Par David Wagner
Investing.com - L'effondrement économique provoqué par la pandémie de coronavirus a poussé les gouvernements à déployer des programmes historiquement massifs de dépenses fiscales pour soutenir des millions de leurs citoyens et de leurs entreprises affectés par la crise de la pandémie de coronavirus.
Ces dépenses sont nécessaires pour soutenir les économies, il n’y a pas de doute là-dessus, mais le revers de la médaille est que la dette contractée via ces dépenses massives pourrait signifier qu’une crise de la dette suivra de près la crise du coronavirus.
C’est en effet l’avis de plusieurs économistes, dont ceux de l'Economist Intelligence Unit, qui ont écrit fin mars que "des crises de la dette pourraient se produire", relevant que « pour l'instant, les gouvernements augmentent leurs dépenses budgétaires pour lutter contre l'épidémie, maintenir l'architecture économique de base et garder les travailleurs dans leur emploi. En conséquence, les déficits budgétaires vont fortement augmenter dans les années à venir ».
Déjà au début du mois de janvier, avant qu'un pays n'impose un verrouillage des coronavirus, la Banque Mondiale avait mis en garde contre le risque d'une nouvelle crise de la dette mondiale. Elle a décrit la vague actuelle d'accumulation de la dette - qui a commencé en 2010 - comme "l'augmentation la plus importante, la plus rapide et la plus généralisée" des emprunts mondiaux depuis les années 1970.
Cette semaine, le Fonds Monétaire International a déclaré prévoir que l'économie mondiale subira "très probablement" cette année la pire crise financière depuis la Grande Dépression, alors que les gouvernements du monde entier prolongent les confinements et les arrêts économiques pour lutter contre la propagation du Covid-19. Le FMI s'attend maintenant à ce que l'économie mondiale se contracte de 3 % en 2020, contre une prévision d’une expansion du PIB mondial de 3,3 % en janvier.
La moitié du monde a maintenant demandé au FMI un renflouement, a déclaré mercredi la directrice de l'organisation, Kristalina Georgieva, à CNBC, ce qui donne une idée de la gravité de la crise économique.

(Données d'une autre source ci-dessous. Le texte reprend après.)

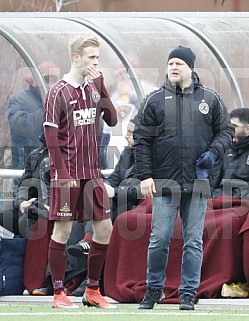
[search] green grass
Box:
[0,303,249,321]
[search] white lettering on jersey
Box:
[73,108,97,126]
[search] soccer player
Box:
[44,36,117,308]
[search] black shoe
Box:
[138,287,164,309]
[67,240,90,257]
[179,293,195,310]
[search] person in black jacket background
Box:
[133,46,233,310]
[213,108,249,199]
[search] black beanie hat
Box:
[168,46,195,69]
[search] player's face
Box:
[77,47,99,76]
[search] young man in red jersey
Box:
[44,36,117,308]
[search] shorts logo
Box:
[56,203,73,217]
[199,101,209,115]
[92,90,100,104]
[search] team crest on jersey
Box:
[199,101,209,115]
[92,90,100,103]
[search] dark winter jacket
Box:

Les pays d'Europe du Sud pourraient être les premiers concernés
Le soucis, c'est que les solutions qui seront à disposition des pays pour réduire leur dette après la crise du coronavirus seront peu nombreuses.
Si l'austérité a été utilisée pour réduire les déficits budgétaires élevés dans le passé, il est peu probable que cela s'avère viable lors d'une reprise post-crise, étant donné le niveau de traumatisme et de douleur économique que la plupart des pays du monde auront connu.
Quant à augmenter les recettes fiscales par le biais de taxes plus élevées, cela pourrait freiner la reprise et pourrait même ne pas être suffisant selon la plupart des économistes.
Mais surtout, nous pourrions voir s'affaiblir l'appétit des investisseurs pour une dette souveraine toujours plus importante.
Ainsi, en l'absence de mesures réalistes pour prévenir les crises de la dette souveraine, comme par exemple un début de mutualisation de la dette dans la zone euro (coronabonds ?), un second coup pourrait frapper les économies, et en particulier celles des pays développés très endettés comme l'Italie et l'Espagne.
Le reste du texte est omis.